I tried to focus, tried to tell him to leave me be, but instead I said nothing, just let him help me to my feet, let them lead me away to the deafening silence of my room. A pitcher of water sat waiting for me, the people around me preempting my needs. I should have been grateful, should have said thank you.
I said nothing.
Just rubbed the rose-petal-encrusted soap bar all over my fingers and grabbed a little brush, whose intricate dragon carvings barely made any impression on my blurring vision. Rubbing and scrubbing, I was lost in a desperate need to get the blood off my hands, and off my skin.
And my soul.
I was lost. Until Aimee’s warm hands grasped mine, tugging the brush from my deadened fingers, rubbing them dry with a clean washcloth. Aimee handed me a clean dress and shooed Joshua out. He threw me a sad, apologetic grin, and all I managed in the way of thanks was a weak smile before Aimee shut the door in his face.
Changing into the fresh garment, I kicked the bloodstained clothes away from me. They landed a bit too close to the fire. Fitting, really. They deserved to burn.
I sat on the bed, and the wool-filled mattress sank as Aimee plopped beside me, giving my arm a sisterly squeeze. I guess I was projecting my mood pretty well because she just sat with me, saying nothing. I was grateful for her silence, and even more for the fact that she wasn’t Sigrun, thank goodness.
I wasn’t ready to face Sigrun yet.
In my room, I sat unmoving on the fur-laden bed and glared at the red and yellow flames of the fire as it crackled merrily and tried its best to warm me. But my heart remained a blackened, useless lump of ice. I could think of nothing but Aidan— unconscious, abandoned in Hel, alone.
The memories of everything we’d been through together burned like accusatory flames. We’d fulfilled the goddess Freya’s demands; we’d found her precious necklace. But in the end it had been for nothing.

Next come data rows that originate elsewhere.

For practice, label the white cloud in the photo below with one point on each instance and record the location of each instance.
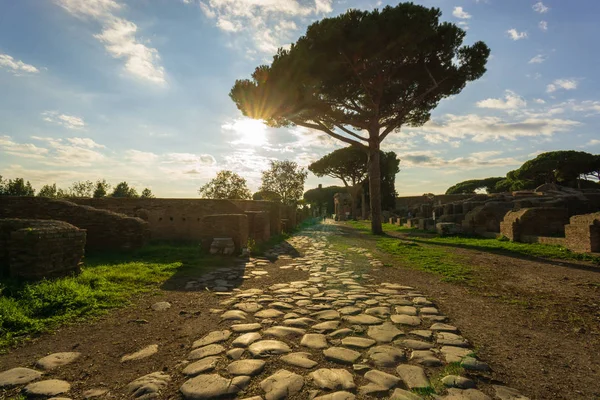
(16, 66)
(566, 84)
(516, 35)
(68, 121)
(485, 128)
(511, 101)
(540, 7)
(460, 13)
(264, 25)
(538, 59)
(119, 37)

In the end, I’d still lost Aidan.
A large part of me blamed Asgard for Aidan’s predicament, along with everyone who had anything to do with the realm of Odin. Another part of me blamed my father for messing with DNA and inadvertently creating a Valkyrie. A tiny part of me blamed myself for not paying enough attention to spot Loki’s treachery.
So many places where I could lay the blame.
But it was Asgard itself that I now hated with a violent, visceral passion. Asgard had called Aidan to Valhalla, to serve Odin as his Warrior. A goddess of Asgard had played with him, and with me, as if we were just pieces on a chessboard: used, manipulated, then discarded.
And a god of Asgard had poisoned him.